Resource
How to Fill Weekday Bays at Your Golf Simulator
The five highest-impact tactics that move weekday utilization from 40% toward 60%+ — memberships, corporate bookings, leagues, reactivation, and partnerships.
If you run a golf simulator venue, you already know the pattern: weekends are packed, weekdays are quiet. It’s the single most common problem in the industry, and it’s where the largest revenue opportunity sits. The average venue runs at 35–45% weekday utilization. Moving that to 60–65% can add $5,000–$15,000 per month — depending on bay count and hourly rate — without adding a single new weekend customer.
Here are the five highest-impact tactics that consistently move weekday utilization, ranked by ease and speed of results.
1. Weekday-only membership tiers
Create a membership tier restricted to Monday–Thursday, priced 20–30% below full access. It gives price-sensitive customers a reason to commit and funnels their booking behavior into your slowest hours. Structure it as an hour bank (e.g., 8 hours/month, weekday only) so unused hours create urgency to book — and track usage automatically so members see their remaining balance.
2. Corporate and group bookings
Weekday daytime is perfect for corporate events — team-building, client entertainment, sales kickoffs, office happy hours — precisely when your bays are empty. Build a simple package (2-hour rental + BYOB + group rate) at a slight premium, then reach out to every business within 10 miles with 20+ employees. A single recurring corporate booking can lock down 2–3 bays every week.
3. League play
Leagues are the best anchor for a weak weeknight. A Tuesday-night league that runs 8–12 weeks locks in multiple bays for the season and builds a social community that feeds word-of-mouth. Make it easy: a fixed weekly slot, scoring and standings handled through your system, and a casual commitment level so non-competitive players feel welcome. A small per-week discount is more than offset by the volume.
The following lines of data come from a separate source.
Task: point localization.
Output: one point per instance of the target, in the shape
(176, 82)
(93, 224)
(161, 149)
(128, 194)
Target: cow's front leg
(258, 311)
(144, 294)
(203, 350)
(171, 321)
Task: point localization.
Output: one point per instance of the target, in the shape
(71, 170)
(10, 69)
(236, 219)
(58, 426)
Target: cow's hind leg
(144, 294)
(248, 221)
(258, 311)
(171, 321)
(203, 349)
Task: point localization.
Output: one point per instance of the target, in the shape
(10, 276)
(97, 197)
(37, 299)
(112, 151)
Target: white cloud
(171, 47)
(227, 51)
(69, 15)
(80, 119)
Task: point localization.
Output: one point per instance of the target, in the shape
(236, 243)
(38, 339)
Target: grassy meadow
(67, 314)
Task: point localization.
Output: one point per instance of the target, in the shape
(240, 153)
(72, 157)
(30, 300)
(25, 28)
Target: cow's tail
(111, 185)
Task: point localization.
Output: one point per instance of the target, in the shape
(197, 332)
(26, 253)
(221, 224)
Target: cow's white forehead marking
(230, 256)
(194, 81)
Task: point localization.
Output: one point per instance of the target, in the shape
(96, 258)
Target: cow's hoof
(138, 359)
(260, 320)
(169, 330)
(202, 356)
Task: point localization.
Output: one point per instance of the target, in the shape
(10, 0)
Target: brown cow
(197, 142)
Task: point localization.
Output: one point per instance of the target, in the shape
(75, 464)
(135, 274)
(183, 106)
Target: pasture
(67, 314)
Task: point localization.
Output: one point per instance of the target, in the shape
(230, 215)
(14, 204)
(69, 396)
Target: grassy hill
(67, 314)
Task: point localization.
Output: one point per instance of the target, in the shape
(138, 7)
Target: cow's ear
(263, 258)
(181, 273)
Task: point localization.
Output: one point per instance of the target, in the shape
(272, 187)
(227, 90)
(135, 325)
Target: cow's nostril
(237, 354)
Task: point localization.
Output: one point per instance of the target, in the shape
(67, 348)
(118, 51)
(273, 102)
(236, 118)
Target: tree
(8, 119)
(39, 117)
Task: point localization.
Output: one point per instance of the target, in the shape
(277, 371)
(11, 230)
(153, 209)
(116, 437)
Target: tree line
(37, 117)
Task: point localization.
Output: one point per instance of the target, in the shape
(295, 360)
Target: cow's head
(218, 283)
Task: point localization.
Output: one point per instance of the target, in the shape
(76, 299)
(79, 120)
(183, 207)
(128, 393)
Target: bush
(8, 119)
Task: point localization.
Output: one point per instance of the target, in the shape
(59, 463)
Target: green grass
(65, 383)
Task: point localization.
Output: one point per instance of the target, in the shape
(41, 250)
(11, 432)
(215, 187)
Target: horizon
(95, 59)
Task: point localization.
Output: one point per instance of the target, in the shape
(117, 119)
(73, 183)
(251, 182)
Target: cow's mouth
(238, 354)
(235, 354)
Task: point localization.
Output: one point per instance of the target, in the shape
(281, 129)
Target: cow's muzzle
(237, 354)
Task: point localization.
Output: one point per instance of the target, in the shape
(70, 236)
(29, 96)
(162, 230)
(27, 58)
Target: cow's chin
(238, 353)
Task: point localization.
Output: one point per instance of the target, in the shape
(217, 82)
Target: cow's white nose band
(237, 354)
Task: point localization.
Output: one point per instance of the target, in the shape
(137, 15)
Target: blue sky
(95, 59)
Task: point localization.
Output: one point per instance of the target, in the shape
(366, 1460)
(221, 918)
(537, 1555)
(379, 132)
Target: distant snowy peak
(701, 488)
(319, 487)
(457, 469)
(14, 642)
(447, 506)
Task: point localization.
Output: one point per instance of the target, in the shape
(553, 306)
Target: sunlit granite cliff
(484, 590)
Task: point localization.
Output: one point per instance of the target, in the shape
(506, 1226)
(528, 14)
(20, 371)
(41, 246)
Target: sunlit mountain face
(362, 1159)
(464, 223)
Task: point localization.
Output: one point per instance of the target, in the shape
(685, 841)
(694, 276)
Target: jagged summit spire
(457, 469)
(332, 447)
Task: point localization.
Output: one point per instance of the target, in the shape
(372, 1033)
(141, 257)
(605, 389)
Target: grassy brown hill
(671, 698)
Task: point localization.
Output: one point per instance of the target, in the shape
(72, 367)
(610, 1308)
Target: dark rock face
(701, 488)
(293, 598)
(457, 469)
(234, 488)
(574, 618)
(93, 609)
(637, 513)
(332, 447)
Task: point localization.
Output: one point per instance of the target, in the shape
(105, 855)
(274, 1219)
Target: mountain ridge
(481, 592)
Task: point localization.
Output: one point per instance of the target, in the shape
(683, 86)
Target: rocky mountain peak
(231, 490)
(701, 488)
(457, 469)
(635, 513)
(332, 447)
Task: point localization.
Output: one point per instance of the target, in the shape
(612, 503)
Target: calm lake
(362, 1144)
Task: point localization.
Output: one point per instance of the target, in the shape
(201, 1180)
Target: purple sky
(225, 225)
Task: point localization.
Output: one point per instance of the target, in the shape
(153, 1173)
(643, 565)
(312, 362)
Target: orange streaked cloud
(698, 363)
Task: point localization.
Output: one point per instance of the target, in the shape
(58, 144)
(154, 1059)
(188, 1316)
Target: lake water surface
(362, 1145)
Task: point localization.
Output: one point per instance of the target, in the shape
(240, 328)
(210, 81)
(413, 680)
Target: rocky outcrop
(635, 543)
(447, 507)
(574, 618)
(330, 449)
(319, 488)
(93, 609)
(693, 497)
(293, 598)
4. Automated reactivation campaigns
Your existing customer database is your most underutilized asset — 25–35% of customers who booked in the last six months haven’t booked recently, and most would return with a nudge. Segment customers inactive 60+ days and send a targeted SMS (open rates ~5x email) with a specific offer and a direct booking link. Venues that run monthly reactivation campaigns recover 10–15% of lapsed customers per cycle.
5. Local business partnerships
Partner with complementary local businesses — breweries, restaurants, fitness studios, golf shops — to cross-promote weekday bookings. These cost nothing and expose your venue to an audience already predisposed to your offering. Keep execution simple: a co-branded flyer, a shared social post, and a unique booking link to track results.
How to track and set targets
You can’t improve what you don’t measure. Track utilization rate by day of week (booked hours ÷ available hours) and set a quarterly target — if you’re at 40%, aim for 50%. For a 4-bay venue open 12 hours/day at $50/hour, a 25-point weekday improvement is worth roughly $3,000/week, or $12,000–$13,000/month. That’s the size of the opportunity sitting in your empty weekday bays. Most of these tactics only work with a system that can handle bookings, send reminders, and flag who hasn’t been in lately — a spreadsheet and a phone won’t scale.